Yuck! Who on earth would vape something with a name like this!! It's fascinating what one comes across on the Internet, when looking for something else!

The website says "discount vape supplies ..." No kidding!

https://thevapemall.com/unicorn-vomit/

Reactions: Like 1 | Funny 2


----------



## Scissorhands (10/1/18)

Blast from the past

i recall unicorn milk and unicorn blood being a thing too

Reactions: Like 3


----------



## BATMAN (10/1/18)

Unicorn milk used to make me nauseas.

In fact,I can still taste that stuff just by thinking about it

Reactions: Like 3


----------



## RichJB (10/1/18)

I have a running joke with some mixers that it doesn't matter what FW flavours a vendor gets, they ALL stock Unicorn Vomit. Why, I do not know. It's a rubbish flavour, there are no recipes for it. Yet if a vendor only stocks six FW flavours, you can bet the house Unicorn Vomit will be one of them. There are good FW flavours - Hazelnut, Blueberry, Blood Orange, Yellow Cake, etc. Then there are the Green Goblins and Unicorn Vomits of the FW range.

I can only imagine that FW give it out as a freebie, as in "Oh, you ordered 50 liters of concentrates from us, here, have this 44 gallon drum of Unicorn Vomit on the house as a token of our gratitude!" I can't think of any other reason why it would be so popular among vendors. I can't recall any DIY mixer even talking about it.

It's ostensibly a fruity sherbet type of flavour. If that's your thing, FW Beetle Juice is probably a better choice.

Reactions: Like 1 | Funny 2


----------



## Smoke_A_Llama (10/1/18)

I'm tempted....

Reactions: Funny 1


----------



## ivc_mixer (10/1/18)

RichJB said:


> doesn't matter what FW flavours a vendor gets, they ALL stock Unicorn Vomit.

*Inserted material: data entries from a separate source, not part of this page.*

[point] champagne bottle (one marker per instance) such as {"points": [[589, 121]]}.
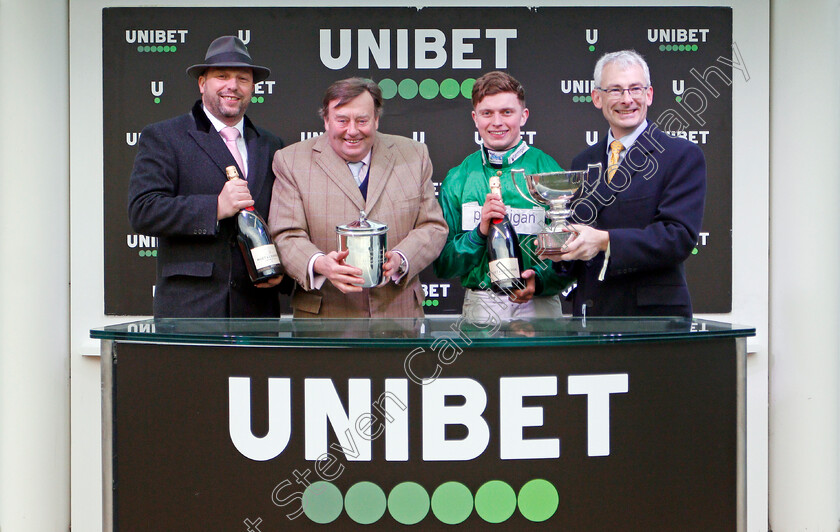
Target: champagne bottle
{"points": [[258, 249], [503, 252]]}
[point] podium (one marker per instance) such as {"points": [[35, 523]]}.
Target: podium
{"points": [[556, 424]]}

I always knew I was the exception to the rule in a number of things, did not know it pertained to vaping as well. I have never owned a single bottle of Unicorn Vomit, and not sure if I want to either.


----------



## Trishan Gounden (10/1/18)

I've heard unicorns blood is actually a really good vape juice.


----------



## Muttaqeen (10/1/18)

Back when i just started vaping there were juice mixers in the cape who made Unicorn Vommit and sold it as is. I got a bottle from a friend and entirely the flavor was a sour worms like flavor..but in all honesty it was horrible....

Reactions: Informative 1


----------



## CMMACKEM (10/1/18)

Hooked said:


> Yuck! Who on earth would vape something with a name like this!! It's fascinating what one comes across on the Internet, when looking for something else!
> 
> The website says "discount vape supplies ..." No kidding!
> 
> https://thevapemall.com/unicorn-vomit/



I am sure that this a cheap knock off of Unicorn Puke by Lost Arts, which is one of the best ejuices ever made. Tastes great.

https://www.juicedb.com/juice/11029/unicorn-puke-by-lost-art-liquids


----------